04 enero 2008

La espiritualidad y la filosofía

XXX, amigo y compañero de trabajo desde hace más de quince años, me ha pedido que escriba algo sobre la espiritualidad. Él, obviamente, no dijo algo, soy yo quien pone expresamente la palabra algo.

Si nos quedamos con los clásicos (de Platón a Kant), y sin ánimo de establecer verdades ad verecundiam, encontrare­mos más quebraderos de cabeza que ecuaciones resolutorias finales. Si hablamos con los contemporáneos (desde Hegel a Habermas), veremos que a medida que el pensamiento se hace coetáneo, aquello que es la espiritualidad todavía se hace más irreducible a su especificación. Ni los fenomenológi­cos (Merleau-Ponty), ni los existencialistas (Sartre), ni los estructuralistas (Levy-Strauss), como tampoco los post­moder­nos (Derrida), han podido con la temible cuarta pregunta de Kant: ¿qué es el hombre?

Temible y terrible. Kant supo contestar a qué puedo saber (la razón pura o científica), qué puedo hacer (la razón práctica o moral) y qué puedo esperar (la razón metafísica o teodicea); y dijo, a pesar de ello, que todo este saber se resumía (se debería resumir) en la cuarta pregunta -a la que él, o la filosofía, nunca podrían acabar de responder-, que no es sino qué es aquello que hace que el hombre sea (pueda llegar a ser) ser humano: su aquello es nuestro algo.

Si no somos máquinas ni tampoco somos seres con alma de alambre -cual títeres sometidos a la heteronomía dictada por los dioses o de la ciencia- ¿qué es aquello que nos diferencia de la más poderosa de las máquinas, del más sutil de los títeres? Aquello es algo.

Platón alcanzó a ver algo en el mundo de las ideas: el ser humano era el único que podía atrapar la esencia de las cosas, su ειδος, y verbalizar esta esencia dándole nombre. No es suficiente. Somos algo más.
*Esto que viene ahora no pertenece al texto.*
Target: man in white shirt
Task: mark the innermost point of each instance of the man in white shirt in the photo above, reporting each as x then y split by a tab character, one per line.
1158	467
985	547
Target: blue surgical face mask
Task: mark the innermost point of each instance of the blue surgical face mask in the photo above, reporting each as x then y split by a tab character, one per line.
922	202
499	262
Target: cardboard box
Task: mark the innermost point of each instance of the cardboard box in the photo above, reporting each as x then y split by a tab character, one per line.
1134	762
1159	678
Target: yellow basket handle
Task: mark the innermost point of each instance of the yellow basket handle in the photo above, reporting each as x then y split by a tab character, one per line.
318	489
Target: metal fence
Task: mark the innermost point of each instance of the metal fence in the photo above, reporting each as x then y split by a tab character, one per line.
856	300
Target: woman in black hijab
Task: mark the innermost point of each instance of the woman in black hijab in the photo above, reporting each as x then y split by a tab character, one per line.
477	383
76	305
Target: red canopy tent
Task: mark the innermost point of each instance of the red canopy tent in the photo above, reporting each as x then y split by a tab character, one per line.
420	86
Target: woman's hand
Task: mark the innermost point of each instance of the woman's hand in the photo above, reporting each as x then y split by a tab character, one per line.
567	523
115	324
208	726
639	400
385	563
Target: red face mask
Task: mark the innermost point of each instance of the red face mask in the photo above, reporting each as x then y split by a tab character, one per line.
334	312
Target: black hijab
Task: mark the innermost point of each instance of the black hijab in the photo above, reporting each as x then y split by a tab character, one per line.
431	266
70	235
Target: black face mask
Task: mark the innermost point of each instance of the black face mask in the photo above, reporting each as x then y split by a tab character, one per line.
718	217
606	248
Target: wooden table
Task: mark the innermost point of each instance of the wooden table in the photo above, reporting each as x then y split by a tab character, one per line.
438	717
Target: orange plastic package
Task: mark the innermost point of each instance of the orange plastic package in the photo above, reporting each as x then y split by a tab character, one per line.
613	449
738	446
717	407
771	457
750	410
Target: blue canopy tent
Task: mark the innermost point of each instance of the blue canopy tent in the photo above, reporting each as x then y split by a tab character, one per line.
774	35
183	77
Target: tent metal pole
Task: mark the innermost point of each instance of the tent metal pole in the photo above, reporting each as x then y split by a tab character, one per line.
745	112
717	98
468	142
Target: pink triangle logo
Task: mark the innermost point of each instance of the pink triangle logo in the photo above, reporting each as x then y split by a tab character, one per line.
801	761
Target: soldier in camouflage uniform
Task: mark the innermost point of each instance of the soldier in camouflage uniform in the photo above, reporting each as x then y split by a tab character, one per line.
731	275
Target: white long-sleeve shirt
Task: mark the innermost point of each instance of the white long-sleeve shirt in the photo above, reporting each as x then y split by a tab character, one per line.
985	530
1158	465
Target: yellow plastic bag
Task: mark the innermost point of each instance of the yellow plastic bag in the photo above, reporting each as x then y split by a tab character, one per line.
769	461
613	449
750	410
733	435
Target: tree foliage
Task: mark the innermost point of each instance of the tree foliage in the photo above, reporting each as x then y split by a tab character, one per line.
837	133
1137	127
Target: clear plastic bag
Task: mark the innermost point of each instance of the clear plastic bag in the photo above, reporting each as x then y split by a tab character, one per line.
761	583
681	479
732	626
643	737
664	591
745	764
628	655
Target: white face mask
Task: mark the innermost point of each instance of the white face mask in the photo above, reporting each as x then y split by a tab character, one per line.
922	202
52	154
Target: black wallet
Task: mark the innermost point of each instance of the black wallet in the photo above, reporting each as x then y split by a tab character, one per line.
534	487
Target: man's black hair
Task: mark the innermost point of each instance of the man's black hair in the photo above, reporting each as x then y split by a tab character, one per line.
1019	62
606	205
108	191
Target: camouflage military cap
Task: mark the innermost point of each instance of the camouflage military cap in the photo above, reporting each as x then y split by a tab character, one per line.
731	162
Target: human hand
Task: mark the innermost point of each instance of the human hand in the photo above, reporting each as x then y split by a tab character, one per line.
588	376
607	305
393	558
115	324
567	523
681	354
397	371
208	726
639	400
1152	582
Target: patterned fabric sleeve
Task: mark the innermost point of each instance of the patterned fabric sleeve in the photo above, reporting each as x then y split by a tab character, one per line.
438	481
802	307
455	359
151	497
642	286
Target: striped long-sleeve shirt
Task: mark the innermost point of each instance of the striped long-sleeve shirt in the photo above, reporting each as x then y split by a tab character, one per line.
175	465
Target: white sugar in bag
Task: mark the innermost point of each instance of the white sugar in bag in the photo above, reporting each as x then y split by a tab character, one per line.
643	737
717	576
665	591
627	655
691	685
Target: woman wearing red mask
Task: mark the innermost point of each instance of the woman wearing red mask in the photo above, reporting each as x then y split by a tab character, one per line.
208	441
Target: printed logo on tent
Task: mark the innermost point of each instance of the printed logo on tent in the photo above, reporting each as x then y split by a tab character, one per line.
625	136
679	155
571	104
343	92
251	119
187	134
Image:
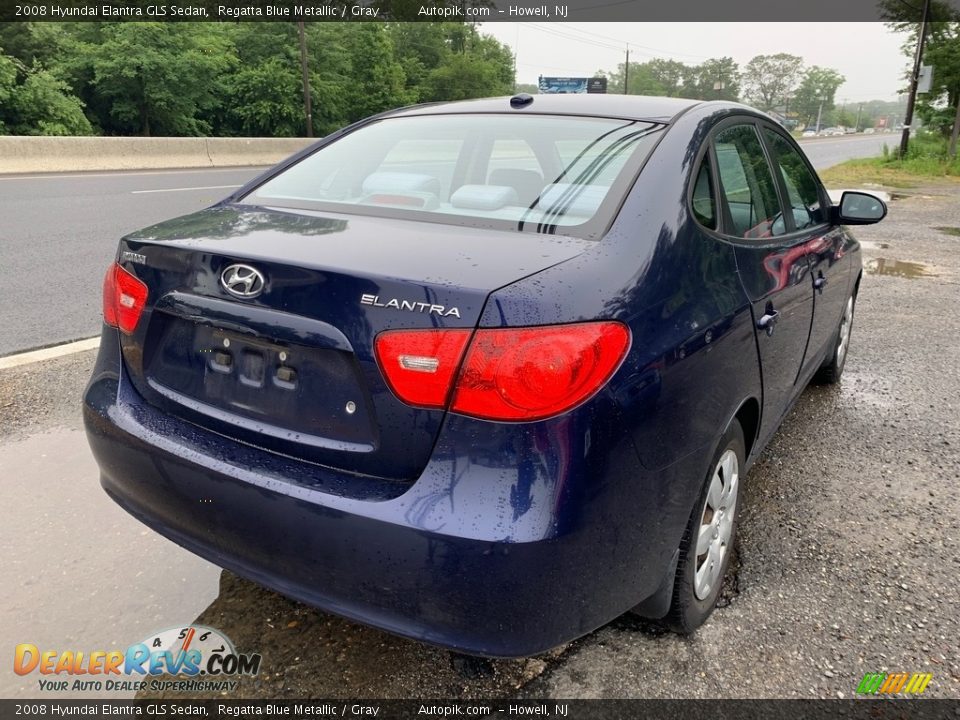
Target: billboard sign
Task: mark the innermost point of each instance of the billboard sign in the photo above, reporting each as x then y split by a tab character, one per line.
564	86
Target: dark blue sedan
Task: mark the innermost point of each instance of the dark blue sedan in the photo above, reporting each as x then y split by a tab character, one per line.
485	374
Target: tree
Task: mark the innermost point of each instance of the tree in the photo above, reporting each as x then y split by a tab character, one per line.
940	108
35	102
819	85
769	79
702	80
159	78
670	75
641	79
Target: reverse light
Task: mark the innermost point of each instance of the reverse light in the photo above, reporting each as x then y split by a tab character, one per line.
124	298
419	365
506	373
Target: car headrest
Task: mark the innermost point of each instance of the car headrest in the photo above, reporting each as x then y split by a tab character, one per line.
484	197
400	182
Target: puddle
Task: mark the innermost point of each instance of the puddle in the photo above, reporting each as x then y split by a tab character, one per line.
899	268
947	230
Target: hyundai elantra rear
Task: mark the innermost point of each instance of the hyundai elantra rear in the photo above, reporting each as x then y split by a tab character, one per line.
413	375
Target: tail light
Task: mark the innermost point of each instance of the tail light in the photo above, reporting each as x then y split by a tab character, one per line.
506	374
124	297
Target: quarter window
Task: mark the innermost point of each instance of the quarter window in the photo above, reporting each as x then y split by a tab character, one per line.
704	203
747	183
802	192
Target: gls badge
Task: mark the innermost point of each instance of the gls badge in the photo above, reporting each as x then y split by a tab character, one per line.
410	306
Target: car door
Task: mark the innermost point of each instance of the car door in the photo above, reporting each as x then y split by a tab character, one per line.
772	261
829	265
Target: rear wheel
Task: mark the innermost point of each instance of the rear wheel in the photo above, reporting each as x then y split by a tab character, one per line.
708	541
832	368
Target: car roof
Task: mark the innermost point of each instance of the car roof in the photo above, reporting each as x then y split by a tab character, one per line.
633	107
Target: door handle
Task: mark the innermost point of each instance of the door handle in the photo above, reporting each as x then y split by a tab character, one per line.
768	321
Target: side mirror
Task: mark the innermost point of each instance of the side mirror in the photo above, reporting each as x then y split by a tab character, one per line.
857	208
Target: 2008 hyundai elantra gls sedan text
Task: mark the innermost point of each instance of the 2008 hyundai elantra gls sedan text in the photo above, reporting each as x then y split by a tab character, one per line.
485	374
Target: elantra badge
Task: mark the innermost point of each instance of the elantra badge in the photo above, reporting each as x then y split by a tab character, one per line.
242	281
410	306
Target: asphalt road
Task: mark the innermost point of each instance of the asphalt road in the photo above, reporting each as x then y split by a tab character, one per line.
59	233
847	562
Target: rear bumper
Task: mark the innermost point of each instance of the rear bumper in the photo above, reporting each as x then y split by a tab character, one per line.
503	560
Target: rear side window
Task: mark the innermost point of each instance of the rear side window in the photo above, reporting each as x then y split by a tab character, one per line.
747	183
523	172
802	191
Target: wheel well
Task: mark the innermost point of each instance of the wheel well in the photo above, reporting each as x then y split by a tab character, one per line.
749	418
Leibnitz alcanzó a ver algo en el mundo de las posibilidades: el ser humano era el único que podía hacer composible uno de los mundos posibles: Bruto podía asesinar a César... o no, era su decisión. No es suficiente. Somos algo más.

Sartre alcanzó a ver algo en el mundo de las contingencias: el ser humano era el único que estaba condenado a ser libre. No es suficiente. Somos algo más.

Cioran alcanzó a ver algo en el mundo de la conciencia: “No me perdono el haber nacido. Es como si, al insinuarme en este mundo, hubiese profanado un misterio [...] Pero a veces soy menos tajante: nacer me parece una calamidad que, de no haberla conocido, haría de mi alguien inconsolable”. No es suficiente. Somos algo más...

La letanía “Somos algo más” podría ser eterna. Pero es este algo más que cualquier cosa que deberíamos seguir diciendo la única y verosímil base de la espiritualidad.

Cuando Wittgenstein se enfrentó a la raíz de su filosofía -los límites del lenguaje-, enmudeció: “De lo que no podemos hablar, mejor es callarse”. Lo mismo nos pasa con la espiritualidad. La podemos aprehender de forma orgánica (sobre todo a través del arte -y dentro de éste, el pictórico-, como si de un adorniano ensayo -un tembloroso intento de mimarla- sin fin se tratara), pero nunca de forma analítica, clara y distinta: ni la podemos verbalizar, ni es posible su acontecimiento hasta que ya es, ni la libertad la enmarca, ni la razón le da conciencia de sí...

Para hablar de la espiritualidad deberemos abandonar el Novum Organum de Francis Bacon, aquel que basa el conocimiento en analizar i discernir (la cartesiana clara et distinctia perceptio), para volver al Organon de Aristóteles, aquél que basa el conocimiento en la búsqueda de la analogía i la similitud.

La espiritualidad es algo que sé que tengo (sobre lo que sé a qué atenerme, tomando prestadas las palabras de Rafael Sánchez Ferlosio), pero que no sé -y ni puedo y ni quiero saber- qué es.